Milliyetçi Hareket Partisi CMK 237. Maddesi gereğince “suçtan zarar gören” olarak, Ankara 32.Ağır Ceza Mahkemesinde görülen Sinan Ateş’in öldürülmesiyle ilgili davada, davaya katılma talebinde bulundu.

  1. yüzyılın başında batılı emperyalist devletler Anadolu’da Türk varlığını yok etmeye çalışırlarken, genç Türkiye Cumhuriyeti Devleti Mustafa Kemal Atatürk tarafından Türk Milliyetçiliği fikri üzerine kurulmuştur.

Mustafa Kemal Atatürk’ün vefatından sonra Türk Milliyetçiliği geri plana atılmış, Merhum Başbuğ Alparslan Türkeş tarafından 9 Şubat 1969’da Milliyetçi Hareket Partisinin kurulması ile milliyetçilik sivil bir hareket olarak siyasetteki yerini almıştır.

Merhum Başbuğ Alparslan Türkeş’in vefatından sonra,6 Temmuz 1997’de Milliyetçi Hareket Partisinin Genel Başkanlığına seçilen, Sayın Devlet Bahçeli, çağın değişen, gelişen ve dönüşen şartlarına göre hareketin de gelişip değişmesini ve yeni terkipler oluşturmasını istemiştir ve bu amaç için mücadele etmiş ve etmeye de devam etmektedir.

Ülkücü-milliyetçi kadrolar, siyaset hayatında bu ülkenin yüzyılların birikim ve tecrübesiyle bir arada yaşama kültürüne fazlasıyla sahip olduğuna inanmıştır.
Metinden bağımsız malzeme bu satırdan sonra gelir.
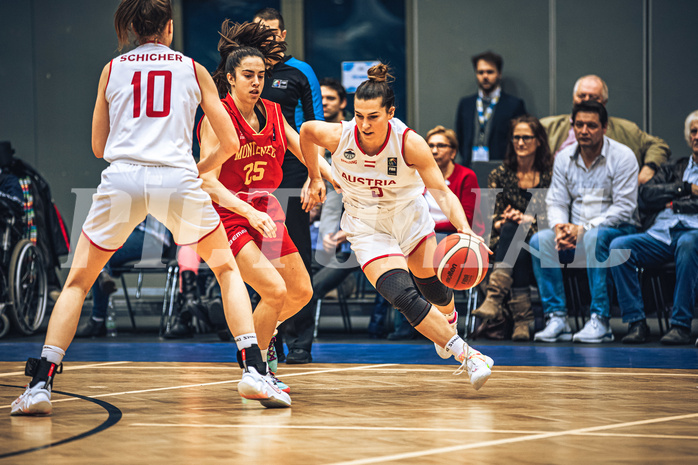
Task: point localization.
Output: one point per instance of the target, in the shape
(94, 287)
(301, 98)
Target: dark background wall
(52, 54)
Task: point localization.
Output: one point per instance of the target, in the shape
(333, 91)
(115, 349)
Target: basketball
(460, 261)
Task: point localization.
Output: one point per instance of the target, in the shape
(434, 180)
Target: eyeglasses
(439, 146)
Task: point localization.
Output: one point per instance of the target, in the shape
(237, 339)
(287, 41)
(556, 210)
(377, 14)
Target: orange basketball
(460, 261)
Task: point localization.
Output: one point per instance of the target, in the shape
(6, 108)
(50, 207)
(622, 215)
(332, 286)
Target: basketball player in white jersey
(382, 167)
(142, 125)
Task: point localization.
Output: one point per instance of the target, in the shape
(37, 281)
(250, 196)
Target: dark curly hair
(240, 41)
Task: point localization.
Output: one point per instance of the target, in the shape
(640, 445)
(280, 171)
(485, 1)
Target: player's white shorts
(397, 235)
(128, 192)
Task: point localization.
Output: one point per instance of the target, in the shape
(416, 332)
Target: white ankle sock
(53, 354)
(244, 341)
(457, 347)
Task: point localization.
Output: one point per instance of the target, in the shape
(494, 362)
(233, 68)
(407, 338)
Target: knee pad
(398, 289)
(434, 290)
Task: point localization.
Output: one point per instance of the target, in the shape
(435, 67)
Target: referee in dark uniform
(294, 86)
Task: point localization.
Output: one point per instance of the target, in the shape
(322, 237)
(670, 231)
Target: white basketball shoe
(262, 388)
(440, 351)
(477, 365)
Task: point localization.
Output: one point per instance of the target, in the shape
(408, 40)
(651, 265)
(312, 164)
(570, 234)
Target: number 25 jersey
(256, 167)
(153, 93)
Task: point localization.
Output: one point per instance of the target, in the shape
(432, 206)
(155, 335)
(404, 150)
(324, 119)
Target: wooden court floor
(154, 412)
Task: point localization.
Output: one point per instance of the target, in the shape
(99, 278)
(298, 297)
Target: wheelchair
(23, 280)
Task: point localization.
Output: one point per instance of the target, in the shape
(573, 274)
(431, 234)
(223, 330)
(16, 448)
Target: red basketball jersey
(256, 167)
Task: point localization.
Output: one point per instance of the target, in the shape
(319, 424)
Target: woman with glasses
(523, 178)
(461, 180)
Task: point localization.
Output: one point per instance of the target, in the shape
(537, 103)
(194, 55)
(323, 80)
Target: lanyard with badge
(481, 152)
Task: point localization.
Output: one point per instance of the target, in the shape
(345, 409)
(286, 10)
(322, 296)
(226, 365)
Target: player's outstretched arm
(220, 122)
(417, 153)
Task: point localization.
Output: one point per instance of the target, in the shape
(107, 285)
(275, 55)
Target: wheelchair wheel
(28, 288)
(4, 325)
Bu kadrolar “Türkiye Cumhuriyetine vatandaşlık bağı ile bağlı olan ve kendisini bu ülkenin müktesebatına ait hisseden herkes Türk’tür” inancıyla, toplumda ayrılığa neden olabilecek unsurlara karşı müşterek değerlerimizi hatırlatmıştır.

Türk milliyetçiliğinin kendisi dışındaki uluslara öteki muamelesi yapan ırkçı milliyetçilik anlayışlarından ayrıldığını, her ulus ve bayrağın kendi bağlamında saygın olduğunu vurgulamıştır.

Milliyetçi Hareket Partisi’nin durduğu yer, Türkiye üzerinde hesapları olan pek çok farklı kesimi rahatsız etmektedir.

Menfur bir cinayet üzerinden binlerce yıllık fikri müktesebatı olan, ülkesine hizmetten başka bir gaye gütmeyen ülkücü milliyetçi hareket, akla hayale sığmayacak mesnetsiz iddialarla mahkum edilmeye çalışılmaktadır.

Milliyetçi Hareket Partisi Genel Başkanı Sayın Devlet Bahçeli’nin 07.05.2024 tarihinde TBMM Grup Toplantısında yaptığı konuşmada, “Hayatlarında tek bir defa Ülkücünün hakkını, hukukunu ve haysiyetini gözetmeyen mihrakların partimizi ve Ülkü Ocaklarını bir cinayetle anma teşebbüsleri ayrıca değerlendirilmesi gereken şerefsizce bir saldırganlıktır. Milliyetçi Hareket Partisi olarak beklentimiz şudur; Kimin elinde hangi belge ve bilgi varsa mahkemeye sunmalıdır.” diye çağrıda bulunmuştur.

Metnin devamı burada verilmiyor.